GdB 11

QUE VONT DEVENIR LES PROPOSITIONS ???

 Devrons-nous nous inscrire en faux face aux propositions qui seront retenues à l'issue de ce Grand Débat que nous approuvons dans sa tenue? Jamais, depuis les débuts de la V° République, et même bien avant (les Etats Généraux de 1789, peut-être) le peuple n'avait eu cette occasion de pouvoir s'exprimer. Même pour la Constitution de 1958, V° République donc, cela ne s'est produit, car le Général de Gaulle lors de la "débandade" de la guerre d'Algérie, est arrivé avec le quasi texte de SA constitution que sa traversée du désert (1946 - 1958) lui avait permis de concocter. Un simple référendum soumis au peuple permettait alors d'instituer cette mouture républicaine. Si les effets de cette nouvelle République furent positifs sur de nombreux points, il nous faut alors prendre conscience de l'intérêt que présente ce GRAND DEBAT aujourd'hui, mais pour autant celui-ci ne doit et ne peut en aucun cas servir de "fourre tout-ramassis" où le législateur n'aurait aucune chance de s'y retrouver.

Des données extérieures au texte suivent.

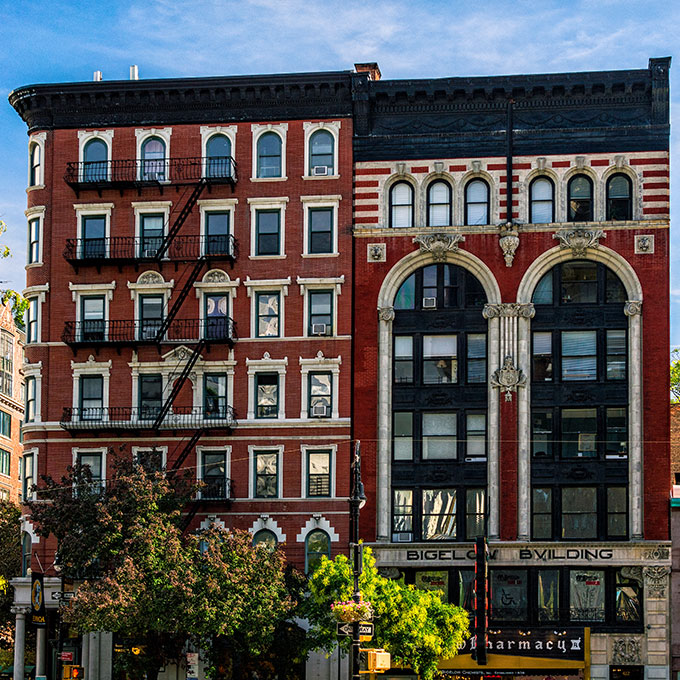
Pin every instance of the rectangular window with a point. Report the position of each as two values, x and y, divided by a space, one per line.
150 396
318 473
579 355
476 367
542 357
267 232
268 305
320 230
439 514
541 507
439 435
215 402
616 355
217 233
320 395
266 474
403 359
586 595
579 432
541 433
403 436
440 363
579 512
34 241
320 312
267 395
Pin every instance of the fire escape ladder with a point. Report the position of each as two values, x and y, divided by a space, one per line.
181 218
178 384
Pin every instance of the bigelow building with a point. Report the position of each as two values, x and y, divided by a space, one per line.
504 240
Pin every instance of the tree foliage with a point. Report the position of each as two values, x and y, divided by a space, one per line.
414 625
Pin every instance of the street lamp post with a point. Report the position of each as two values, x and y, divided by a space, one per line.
356 502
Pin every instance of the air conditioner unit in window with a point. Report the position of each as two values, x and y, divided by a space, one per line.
319 410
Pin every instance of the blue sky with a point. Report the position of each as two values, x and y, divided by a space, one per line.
50 41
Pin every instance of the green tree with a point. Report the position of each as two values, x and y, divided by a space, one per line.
414 625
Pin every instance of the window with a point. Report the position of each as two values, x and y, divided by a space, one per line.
317 546
541 198
34 240
91 397
619 198
269 155
153 160
95 157
150 396
266 474
267 395
267 232
321 153
320 394
218 156
320 312
268 305
318 473
477 202
580 189
320 230
401 205
439 204
215 398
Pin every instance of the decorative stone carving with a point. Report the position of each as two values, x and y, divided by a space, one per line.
632 307
579 240
376 252
524 310
386 313
439 244
656 579
627 650
508 378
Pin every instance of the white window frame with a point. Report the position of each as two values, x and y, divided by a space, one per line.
279 448
256 131
304 449
36 212
333 283
279 204
320 364
255 286
320 202
266 365
141 135
332 126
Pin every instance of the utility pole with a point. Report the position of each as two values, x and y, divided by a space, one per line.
356 502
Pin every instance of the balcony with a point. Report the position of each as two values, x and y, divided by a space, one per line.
142 418
117 332
124 249
136 173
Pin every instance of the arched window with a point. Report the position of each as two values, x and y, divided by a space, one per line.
153 159
321 153
34 162
580 199
439 204
619 198
317 545
542 201
218 156
401 205
269 155
95 157
267 538
477 202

Alors, soyons pragmatiques et utiles, dans le même espace, et l'analyse n'y sera que plus aisée. Par exemple, ce Grand Débat serait-il appelé à devenir l'anti-chambre d'une institution contraire à nos principes démocratiques dictés depuis plus de deux siècles à la Bastille, du style Syrie, Turquie, Vénézuela, Corée du Nord ou la triste mémoire du 3° Reich? Absolument pas! Si la situation politique de la France demande à être éclaircie, rénovée et modernisée, personne ne dispose d'un droit à détruire les bases Républicaines que nos parents ont bâti, souvent au détriment de leurs vies. Ne soyons jamais des ingrats aux yeux du Monde et je suggère que nous prenions le temps, fut-il plus long, pour que les générations d'aujourd'hui s'inscrivent sur le même chemin de nos grands parents, le respect de l'autre et le maintien d'une vie meilleure. Ce sera ainsi que nous pourrons établir le réel VIVRE ENSEMBLE tant recherché par l'immense majorité des citoyens.

Ce vendredi 15 février, à GRANVILLE, notre association ECOLOGIE NORMANDE avait organisé un débat sur l'un des thèmes retenus "la Transition écologique". Notre appel fut : Comment vivre ensemble la TRANSITION ECOLOGIQUE?  Cela fut-il entendu ou compris? Ce sera aux citoyens eux-mêmes de le dire, soit dans le temps court ou soit dans le temps un peu plus long. Il ne m'appartient pas de juger la parole de chacun, ce qui compte c'est plutôt cet acte de participation, souvent émis avec le coeur ou les "tripes". C'est le ressenti des populations que devra jauger le législateur, afin de ne pas décevoir les aspirations de l'ensemble de la Nation. 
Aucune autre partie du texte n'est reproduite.